Si el examen de grado pretende ser el filtro que mide cuánto has aprendido de Derecho, es un pésimo instrumento de medición, pues sólo profundiza las ya primigenias desigualdades inherentes a cada casa de estudio. En Chile, y más aun tratándose de las Facultades y Escuelas de Derecho, no da lo mismo donde estudiaste, tu formación no es igual. Por mucho que existan manuales de reputado uso o tus profesores sean los doctores de las universidades de más difícil pronunciación de anglo o sajón, ello no es garantía de nada. Las razones son varias: por lo bajo, la omisión de un plan unificador nacional que coordine los ejes temáticos, formas de evaluación y aprobación; entre otras.    

Pero en fin… Se trata de un proceso injusto y agotador, pero por el que todos pasamos –incluso los más nefastos, que hoy son llamados “abogados”– y dudo que estas líneas criticas importen a alguien o cambien algo. Solo basta llorar y decir “uwu, nanai para mí”. Como Alex Anwandter, “bailar y llorar”. Con todo, yo no creo que lo valga, al menos no bajo este diseño.

El punto de todo esto está, sin embargo, en aprender a soltar aquellas cosas que están demás en el proceso. Renunciar a los egos personales de demostrar a alguien cuan capaz se es para responder a preguntas estandarizadas o esperables; o al inevitable temor al fracaso. Con ello lidio todo el tiempo. En lo personal, fracasar no es sólo no rendir, sino que me significa haber acabado con mi futuro. Digamos que soy medio extremista para mis concepciones, pero nada mucho que hacerle.

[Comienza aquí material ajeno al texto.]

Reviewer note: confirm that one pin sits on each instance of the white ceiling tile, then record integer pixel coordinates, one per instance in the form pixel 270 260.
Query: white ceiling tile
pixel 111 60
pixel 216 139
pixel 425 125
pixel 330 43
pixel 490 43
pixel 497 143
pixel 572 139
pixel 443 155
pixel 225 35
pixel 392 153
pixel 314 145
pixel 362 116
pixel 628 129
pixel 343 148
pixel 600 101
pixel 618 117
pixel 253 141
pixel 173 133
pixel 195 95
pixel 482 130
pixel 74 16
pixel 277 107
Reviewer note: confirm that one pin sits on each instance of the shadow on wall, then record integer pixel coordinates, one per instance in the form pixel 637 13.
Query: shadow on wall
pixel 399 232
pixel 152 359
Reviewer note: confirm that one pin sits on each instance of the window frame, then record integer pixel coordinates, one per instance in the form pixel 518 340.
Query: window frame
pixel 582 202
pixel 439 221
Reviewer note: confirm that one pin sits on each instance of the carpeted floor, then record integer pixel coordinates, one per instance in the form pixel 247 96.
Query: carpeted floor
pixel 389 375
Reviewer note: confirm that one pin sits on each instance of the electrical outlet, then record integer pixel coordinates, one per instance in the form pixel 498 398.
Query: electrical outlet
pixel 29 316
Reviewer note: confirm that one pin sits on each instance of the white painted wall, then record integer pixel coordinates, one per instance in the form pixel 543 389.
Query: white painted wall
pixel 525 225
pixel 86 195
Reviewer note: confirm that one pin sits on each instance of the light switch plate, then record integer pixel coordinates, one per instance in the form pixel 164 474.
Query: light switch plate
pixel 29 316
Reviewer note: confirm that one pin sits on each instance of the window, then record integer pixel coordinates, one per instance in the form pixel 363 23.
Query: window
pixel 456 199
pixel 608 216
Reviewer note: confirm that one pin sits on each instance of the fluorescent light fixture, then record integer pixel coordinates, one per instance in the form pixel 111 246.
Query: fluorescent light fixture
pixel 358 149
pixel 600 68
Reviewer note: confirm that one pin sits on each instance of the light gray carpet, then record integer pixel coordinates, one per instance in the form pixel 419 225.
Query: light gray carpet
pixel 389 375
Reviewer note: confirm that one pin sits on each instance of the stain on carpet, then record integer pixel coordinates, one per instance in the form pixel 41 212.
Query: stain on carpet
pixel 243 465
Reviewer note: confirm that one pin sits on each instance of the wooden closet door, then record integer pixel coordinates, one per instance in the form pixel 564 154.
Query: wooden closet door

En nuestra profesión no nos enseñan mucho sobre tolerancia a la frustración o segundas oportunidades; ni siquiera habilidades blandas como para tratar con los clientes. Esas son cosas que se aprenden en el camino. Nunca se está lo suficientemente listo como para someterse a un examen que, en cierto modo, define tu futuro académico-profesional. No es un hecho nuevo que existen estudios jurídicos que te preguntan por la nota de tus exámenes, de modo que no da lo mismo aprobar con la nota mínima o una mediocre. Mas sí importa aprender a lidiar con ello y construir a partir de eso.

El Derecho que se aprende como mero espectador (siempre como estudiante sin experiencia) no son más que ideas abstractas de atractiva formulación lingüística que exige la academia. El Derecho se aprende con la gente y para la gente a quienes servimos de auxiliares en la pacificación social. En este intercambio de servicios, importa quienes son tus mentores, quienes te moldean profesionalmente. Cualquiera otra presentación no es más que vanidad. De ahí la importancia de la procuraduría en los años de pregrado; la importancia de investigar y asociarse con profesores de notable trayectoria; la importancia y buenaventura que hay en ser gestor de espacios de intercambio de ideas u opiniones.

Aprender a soltar no es conformarse con lo que venga, eso siempre será mediocridad. Aprender a soltar es hacer lo que siempre haremos como abogados o miembros del gremio, distinguir entre lo necesariamente importante (conocer el rendimiento conceptual de las instituciones jurídicas sustantivas y adjetivas) y lo decorativo y/o dañino (las pretensiones de quienes se engrandecen por falsas interpretaciones de la profesión). Es un trabajo en eterna transición que sí vale el realizarlo. Es eso o dejarse consumir por lo complejo de los hechos.

Pues, así como se aprende a lidiar con otras pérdidas y penas de la vida, por qué no hacerlo con una profesión a la que la sociedad le atribuye valoraciones más que exageradas. Quizás hasta hace 10 años atrás ser abogado, socialmente, significaba algo. Hoy no dice nada de mucho, más bien se les asocia a la mala fama que otras hacen respecto de sus actividades profesionales, carentes de ética y respeto al Estado de Derecho. Si estas líneas sirven a alguien, sepan que no están solos, al menos ya somos dos los que despreciamos este proceso.